27b Stroke 6 has a useful list of sites that can help you track and manage your profile in all the databases marketers are collecting on you. I like their idea of a yearly self-examination. It’s easy to moan about the loss of privacy. But it is actually possible to learn about and correct some of the data that people are keeping about us, and perhaps even to reduce the amount. But it takes persistence and regular attention, just like exercise and diet.
Aristotle defined virtue as “the control of the appetites by right reason.” My brother James, publisher of Travelers Tales, neatly reframed this in modern language as “virtue is knowing what you really want” (and making the right choices to act on that knowledge.) Many of us complain about things, but don’t act. Virtue as defined by Aristotle is not an obsolete concept. It’s a practical tool for a better life, and it applies in areas from personal good habits to social good habits.
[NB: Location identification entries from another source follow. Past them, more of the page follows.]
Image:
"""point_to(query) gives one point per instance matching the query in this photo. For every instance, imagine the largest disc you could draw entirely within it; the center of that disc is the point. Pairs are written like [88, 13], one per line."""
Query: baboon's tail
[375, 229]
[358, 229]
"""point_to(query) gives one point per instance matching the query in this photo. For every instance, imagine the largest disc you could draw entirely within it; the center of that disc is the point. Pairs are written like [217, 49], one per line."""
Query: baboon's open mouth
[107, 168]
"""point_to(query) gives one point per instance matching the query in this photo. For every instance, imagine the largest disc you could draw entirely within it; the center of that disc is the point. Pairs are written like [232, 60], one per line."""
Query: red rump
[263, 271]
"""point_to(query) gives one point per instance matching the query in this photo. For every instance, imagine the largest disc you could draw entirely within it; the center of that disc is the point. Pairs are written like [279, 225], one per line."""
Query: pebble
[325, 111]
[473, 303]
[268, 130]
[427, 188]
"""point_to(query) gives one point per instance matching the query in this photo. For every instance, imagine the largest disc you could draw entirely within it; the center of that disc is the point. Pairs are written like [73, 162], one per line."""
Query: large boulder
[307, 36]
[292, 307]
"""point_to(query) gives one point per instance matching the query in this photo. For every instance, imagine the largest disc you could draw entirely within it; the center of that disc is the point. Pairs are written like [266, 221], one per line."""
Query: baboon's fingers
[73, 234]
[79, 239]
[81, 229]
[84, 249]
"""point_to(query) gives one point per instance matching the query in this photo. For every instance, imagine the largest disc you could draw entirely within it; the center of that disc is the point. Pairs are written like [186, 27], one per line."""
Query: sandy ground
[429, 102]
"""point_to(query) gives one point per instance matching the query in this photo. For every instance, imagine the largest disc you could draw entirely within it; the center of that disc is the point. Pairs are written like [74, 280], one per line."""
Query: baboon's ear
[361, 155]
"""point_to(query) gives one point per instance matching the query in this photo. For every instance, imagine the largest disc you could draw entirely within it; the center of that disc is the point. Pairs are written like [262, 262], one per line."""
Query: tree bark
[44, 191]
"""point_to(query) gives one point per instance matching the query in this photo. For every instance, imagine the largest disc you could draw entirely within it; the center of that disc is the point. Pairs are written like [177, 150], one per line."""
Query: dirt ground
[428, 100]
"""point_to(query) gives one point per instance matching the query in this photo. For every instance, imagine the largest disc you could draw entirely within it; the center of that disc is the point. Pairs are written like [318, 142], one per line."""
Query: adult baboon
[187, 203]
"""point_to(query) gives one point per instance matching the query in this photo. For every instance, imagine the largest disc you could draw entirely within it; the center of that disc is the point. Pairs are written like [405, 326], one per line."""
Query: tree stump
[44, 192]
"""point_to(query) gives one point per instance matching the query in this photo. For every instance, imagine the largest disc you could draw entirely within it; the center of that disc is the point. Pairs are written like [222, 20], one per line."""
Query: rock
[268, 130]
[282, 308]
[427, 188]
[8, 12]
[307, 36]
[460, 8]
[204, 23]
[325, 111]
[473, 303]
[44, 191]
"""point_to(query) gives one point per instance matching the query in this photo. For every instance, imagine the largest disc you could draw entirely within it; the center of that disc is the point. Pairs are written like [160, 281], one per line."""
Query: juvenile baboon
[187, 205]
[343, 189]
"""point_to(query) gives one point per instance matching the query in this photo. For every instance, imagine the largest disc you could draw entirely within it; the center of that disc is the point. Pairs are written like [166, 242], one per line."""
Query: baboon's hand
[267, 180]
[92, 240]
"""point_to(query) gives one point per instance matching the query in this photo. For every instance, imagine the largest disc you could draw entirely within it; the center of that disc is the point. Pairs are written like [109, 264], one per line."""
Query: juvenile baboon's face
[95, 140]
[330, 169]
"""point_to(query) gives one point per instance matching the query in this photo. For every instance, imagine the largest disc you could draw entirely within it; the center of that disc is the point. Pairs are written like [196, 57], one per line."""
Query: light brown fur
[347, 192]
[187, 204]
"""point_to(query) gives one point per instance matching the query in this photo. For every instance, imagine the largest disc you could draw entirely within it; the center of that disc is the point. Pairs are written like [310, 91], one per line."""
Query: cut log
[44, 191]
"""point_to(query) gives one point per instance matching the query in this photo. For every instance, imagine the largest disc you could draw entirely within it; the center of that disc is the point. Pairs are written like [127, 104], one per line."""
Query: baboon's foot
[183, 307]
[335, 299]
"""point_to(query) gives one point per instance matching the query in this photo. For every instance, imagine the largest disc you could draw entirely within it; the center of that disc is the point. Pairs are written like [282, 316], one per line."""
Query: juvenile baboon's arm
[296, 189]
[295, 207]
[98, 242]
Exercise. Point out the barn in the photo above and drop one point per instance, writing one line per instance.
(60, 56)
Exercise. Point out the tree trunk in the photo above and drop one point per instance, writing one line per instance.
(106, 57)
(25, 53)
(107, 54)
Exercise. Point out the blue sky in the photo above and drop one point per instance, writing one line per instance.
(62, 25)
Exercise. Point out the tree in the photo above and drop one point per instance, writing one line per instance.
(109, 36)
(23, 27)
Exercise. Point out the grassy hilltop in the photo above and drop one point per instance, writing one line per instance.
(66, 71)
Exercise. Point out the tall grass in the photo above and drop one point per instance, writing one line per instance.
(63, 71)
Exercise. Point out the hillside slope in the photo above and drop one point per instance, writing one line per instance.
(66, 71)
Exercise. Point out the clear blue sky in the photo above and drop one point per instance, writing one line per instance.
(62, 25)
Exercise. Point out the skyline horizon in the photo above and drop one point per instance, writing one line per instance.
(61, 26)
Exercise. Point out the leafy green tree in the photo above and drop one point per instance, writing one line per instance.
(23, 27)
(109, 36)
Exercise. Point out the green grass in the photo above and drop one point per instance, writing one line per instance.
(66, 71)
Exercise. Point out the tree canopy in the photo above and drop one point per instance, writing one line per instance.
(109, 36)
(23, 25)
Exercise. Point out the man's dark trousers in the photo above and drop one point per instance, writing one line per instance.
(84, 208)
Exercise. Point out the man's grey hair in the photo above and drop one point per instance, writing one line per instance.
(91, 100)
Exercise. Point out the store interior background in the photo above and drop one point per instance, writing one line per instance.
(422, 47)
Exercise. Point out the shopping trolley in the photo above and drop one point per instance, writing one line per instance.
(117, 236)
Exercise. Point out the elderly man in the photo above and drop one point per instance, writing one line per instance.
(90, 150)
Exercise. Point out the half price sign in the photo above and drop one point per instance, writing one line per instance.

(Aside: some people might be confused by James’ formulation, which could be interpreted as a call to hedonism rather than a call to virtue. But in fact, Epicurus, the original father of hedonistic philosophy (who is so often mischaracterized and misunderstood) understood that what people want is what makes them happy, and what makes people happy is not the pursuit of pleasure but the pursuit of what is right and good. In fact, the pursuit of the good, and understanding the relationship between “the good” and human happiness was the whole aim of ancient Greek philosophy.)
But I digress. Part of daily virtue is deciding whether issues like privacy matter to you, and if they do, not just fulminating about them, but taking constant small steps to bring the world into accord with the good that your “right reason” helps you to see.